Но она так и подпрыгнула на своем месте.
— Как же, как же! — затараторила она с величайшим оживлением. — Вот там напротив, в доме, всю ночь рылись жандармы! В самую позднюю что ни на есть ночь приехали, и так тихо, что у нас никто и не проснулся! Человек тридцать приехали, и сам ихний капитан с ними! И увезли в Москву всех, кто там был, и никто не знает куда! А в их квартиру посадили жандармов, чтобы, значит, отпирали всякому, а как только взойдет, сейчас же хватали за обе руки и отводили в участок. А утром-то пришла молочница. Как ее хватили за обе руки, а она уронила молоко-то, разлила по всему полу-то да как завизжит, думала, что грабители, да и села со страху в молоко! А сторож-то здешний был на улице и ничего не знал. Как услышал, да и прибежал на крик и говорит им: «Что вы, злодеи, с ней делаете? Ведь это моя дочь!» Все же отвели сначала обоих в участок, а потом выпустили, от них самих я и слышала! А потом мальчик от булочника приходил, и этого схватили и хотели вести в участок, да одумались, больно мал, повели его в булочную и спросили, — тамошний ли он. Говорили булочнику, что строго приказано арестовывать всякого входящего, и за отпуск мальчика взяли восемь булок! А теперь сидят и ждут, вон один выглядывает!
Я посмотрел в отворенную дверь и действительно увидел выглядывающую в окно из-за края усатую физиономию.
— А больше нигде не были? — спросил я.
— Были, были!
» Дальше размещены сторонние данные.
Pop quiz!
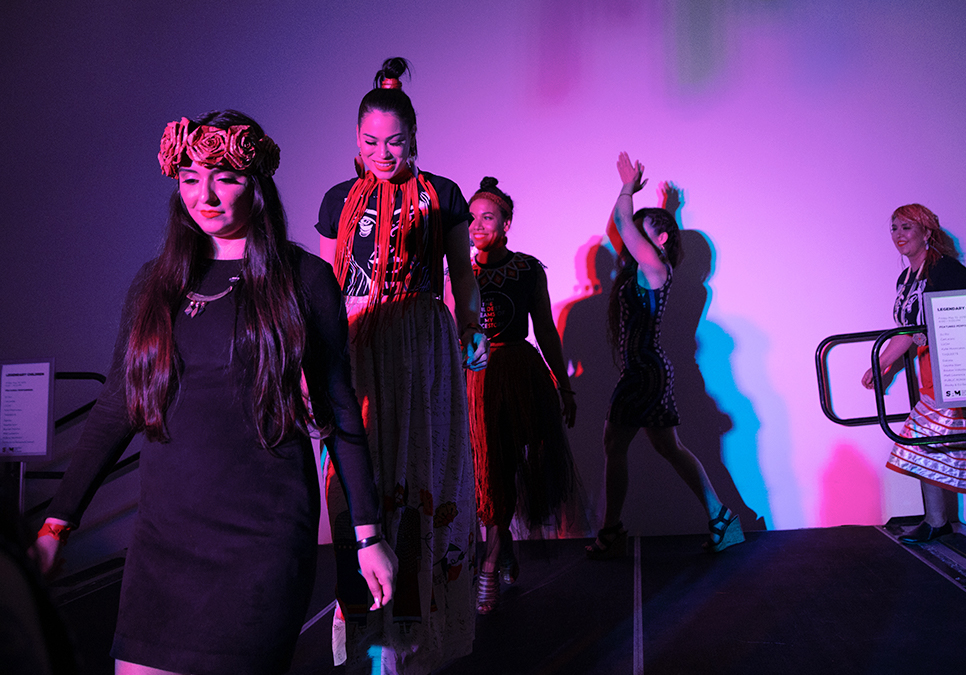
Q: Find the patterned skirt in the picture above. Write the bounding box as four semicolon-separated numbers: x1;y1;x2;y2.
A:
326;294;477;675
467;340;589;537
886;393;966;493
Еще в трех местах! — и она назвала мне дома и самые фамилии жильцов. Это все были студенты Петровской академии из кружка петровцев, большинство которых еще ходило в народе.
Итак, аресты были значительны... Мне особенно горько было, что захваченные увезены в Москву, что никто не сидит под домашним арестом, чтоб я мог как-нибудь к нему тихонько пробраться с наступлением ночи и попытаться его освободить.
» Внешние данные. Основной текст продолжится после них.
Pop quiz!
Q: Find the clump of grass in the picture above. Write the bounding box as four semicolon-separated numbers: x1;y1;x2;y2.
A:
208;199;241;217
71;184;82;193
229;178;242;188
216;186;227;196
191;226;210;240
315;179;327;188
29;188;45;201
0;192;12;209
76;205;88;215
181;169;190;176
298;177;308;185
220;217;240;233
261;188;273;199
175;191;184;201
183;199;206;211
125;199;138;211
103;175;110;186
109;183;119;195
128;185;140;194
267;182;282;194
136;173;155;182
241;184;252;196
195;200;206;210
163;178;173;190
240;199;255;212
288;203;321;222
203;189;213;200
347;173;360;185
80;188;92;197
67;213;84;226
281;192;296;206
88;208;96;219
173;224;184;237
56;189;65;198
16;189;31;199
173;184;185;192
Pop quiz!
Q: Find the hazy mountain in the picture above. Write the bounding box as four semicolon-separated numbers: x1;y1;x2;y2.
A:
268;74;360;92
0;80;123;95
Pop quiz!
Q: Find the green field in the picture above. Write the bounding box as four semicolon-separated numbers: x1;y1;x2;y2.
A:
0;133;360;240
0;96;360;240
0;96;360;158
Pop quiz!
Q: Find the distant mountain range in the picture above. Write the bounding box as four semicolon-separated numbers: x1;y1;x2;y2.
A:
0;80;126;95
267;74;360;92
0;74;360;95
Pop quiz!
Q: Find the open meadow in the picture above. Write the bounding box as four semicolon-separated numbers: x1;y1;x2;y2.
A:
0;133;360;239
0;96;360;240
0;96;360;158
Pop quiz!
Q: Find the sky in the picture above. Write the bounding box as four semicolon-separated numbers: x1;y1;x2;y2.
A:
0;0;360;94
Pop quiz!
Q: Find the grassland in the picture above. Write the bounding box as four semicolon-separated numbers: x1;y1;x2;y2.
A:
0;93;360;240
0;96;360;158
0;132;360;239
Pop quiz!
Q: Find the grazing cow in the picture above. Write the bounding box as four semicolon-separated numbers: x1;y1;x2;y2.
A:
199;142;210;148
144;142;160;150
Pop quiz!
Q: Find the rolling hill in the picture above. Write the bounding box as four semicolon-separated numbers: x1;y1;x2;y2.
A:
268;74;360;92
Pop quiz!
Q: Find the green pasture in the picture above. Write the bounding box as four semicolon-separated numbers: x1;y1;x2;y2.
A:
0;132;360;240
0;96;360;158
Беспокойство за друзей, оставшихся в Москве, все сильнее и сильнее овладевало мною. Распростившись наконец с торговкой, которая, казалось, готова была говорить целые сутки, я поспешил к линейке, отправляющейся в Москву, доехал в ней до Тверского монастыря внутри города и оттуда побежал прямо к Алексеевой.